The Macau Legislative Assembly today (Thursday) approved an injection of MOP6.3 billion (US$784.4 million) into the budget, once again drawing on the region’s financial reserve to make up for the loss of tax revenue from the gambling business due to the Covid-19 pandemic.
This third revision of the 2021 budget was unanimously approved by members of the assembly.
During the presentation of the amending budget, Secretary for Economy and Finance, Lei Wai Nong, said that this new injection was justified because of the drop in revenues from casinos in what is the world’s gambling capital.
He referred to the “special gaming tax as the main source of revenue for public finance, whose accumulated value to the end of October was only around MOP26.5 billion, not reaching sixty percent of the respective budget execution rate.”
The government had forecast gross gaming revenue of MOP130 billion for this year as a whole, but last week acknowledged that the figure would be nearer MOP86 billion.
Since the start of the pandemic in early 2020, Macau’s government has already injected about MOP90.8 billion into the budget, drawn from the extraordinary financial reserve.
On 4 November the Legislative Assembly approved the use of MOP2.3 billion patacas from the reserve to provide the funds to implement support measures enacted during the economic crisis caused by the pandemic.
In April, the government had already dipped into the reserve to the tune of 9.1 billion patacas; that was after the initial 2021 budget already included an extraordinary injection of 26.6 billion.
Macau’s economy depends almost exclusively on tourism and gambling.
Of gross gambling revenue, 35 per cent goes to the government’s coffers.
Gambling represents about 80 per cent of government revenues and 55.5 per cent of Macau’s gross domestic product.
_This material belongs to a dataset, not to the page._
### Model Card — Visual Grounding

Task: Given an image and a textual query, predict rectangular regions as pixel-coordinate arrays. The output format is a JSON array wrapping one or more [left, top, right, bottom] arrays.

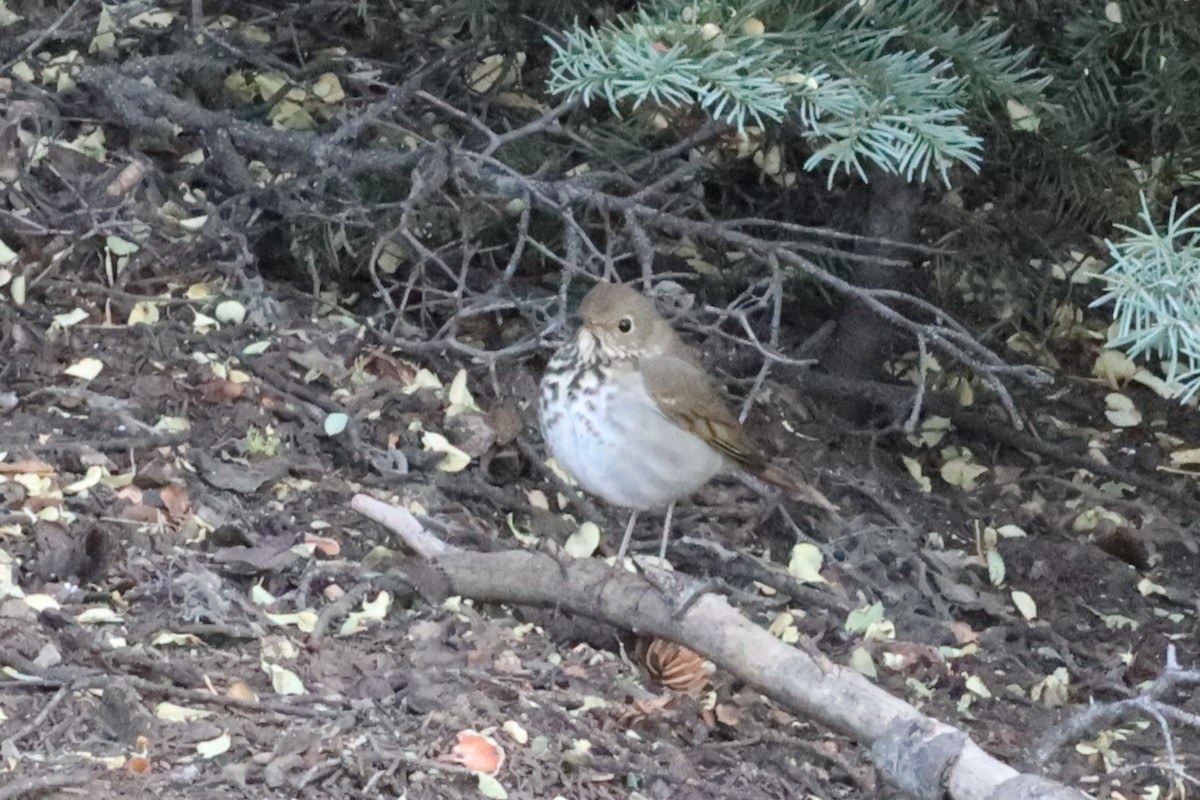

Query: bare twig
[[1033, 645, 1200, 768], [1, 0, 90, 73]]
The industry provides work for more than 80,000 people, or 17.23 per cent of the employed population.
In the first 10 months of this year, Macau recorded 6,083,773 visitors to the territory, when before the pandemic the monthly figure averaged around 3 million.
In the whole of 2019, Macau had almost 40 million visitors.
At the beginning of this year, there was an expectation of a revival in tourism from mainland China, with the resumption of the issuing of individual visas.
Macau has recorded only 77 cases since the start of the pandemic. It continues to have tight border restrictions in place and requires mandatory quarantine on arrival that can last up to 35 days.